Some villains monologue like amateur theater. Velka preached like a prophet. While she ranted, Juno kicked the valise to me. Inside: dozens of Glow ampoules and a single white shard—a fragment so pure it refracted moonlight into halos. Wrapped around it was a parchment sigil: the Seal of Amandine, Archangel of Compassion.
Why would a demon-doped alchemist carry an angelic relic?
Velka saw the shard in my grip and screamed, charging. I parried with rebar; steel rang against crystal blade. Sparks sprayed. Each clash cracked ampoules underfoot, releasing emerald vapors that coiled like serpents craving lungs. My head swam with voices—angelic choirs in minor key.
She seized me by the lapels, eyes blazing. “The shard is the final reagent. Give it and you live.”
I picked a third option. I slammed the shard into the wound in my left palm—letting blood seal crystal to flesh—and pulled Velka into a headbutt.
White light detonated. Not blinding, but clarifying: as if every cell sang its distilled name. My pain vanished, replaced by calm so fierce it compelled action.
“You cannot reconcile corruption by force,” I heard myself say. “Compassion is corrective.”
Light chased Glow fumes, burning them to clear air. Velka shrieked as Goster’s sigil crawled across her skin. A crack of thunder split the sky and hurled a lightning lance through the torn dirigible envelope. Hydrogen met electricity.

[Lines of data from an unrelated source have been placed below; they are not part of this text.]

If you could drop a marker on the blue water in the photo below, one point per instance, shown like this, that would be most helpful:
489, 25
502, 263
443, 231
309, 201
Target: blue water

The explosion painted the office in sun-bright oranges. Shockwave flung Velka across consoles; she landed amid shattered gauges, unconscious. Somewhere below, containment sirens still wailed.
Print the Legend
We had minutes to decide Velka’s fate and secure evidence before the lab’s reactors purged every trace. I found the main console. Emergency override required a soul-key—usually the director’s aura signature. Velka’s still lay bleeding on the floor. I pressed her limp hand to the reader; runes cycled crimson, then green.
“Safeguard override accepted. Reactor purge aborted.”
Alarms cut off mid-howl. Silence rushed in, broken only by distant waves and Velka’s ragged breathing.
The shard in my palm cooled, its light fading to ember. I understood then that relics do not make saints—they only sharpen what already exists.
By dawn, I had enough evidence to sink careers. The Gazette ran my article beneath the lurid headline:
LAB OF GLOW: Viroc Rogue Alchemist Brews Soul-Drug in Rusthollow Death Pit!
Three thousand words of pulp righteousness, no names spared. Circulation tripled; corporate threats flooded in. Two Choir priests visited to verify my shard claim, left unsure whether to canonize or excommunicate me.
As for the relic, it sits in a lockbox beneath my boarding room floor, whispering softly whenever I stray toward cynicism. Some nights I swear I hear Amandine herself urging, “Write the next one.”
I will. Because Atlantis floats on secrets and sin, and the people deserve more than silence. They need pulp, ink, and stubborn fools wielding truth like a shard of blinding white.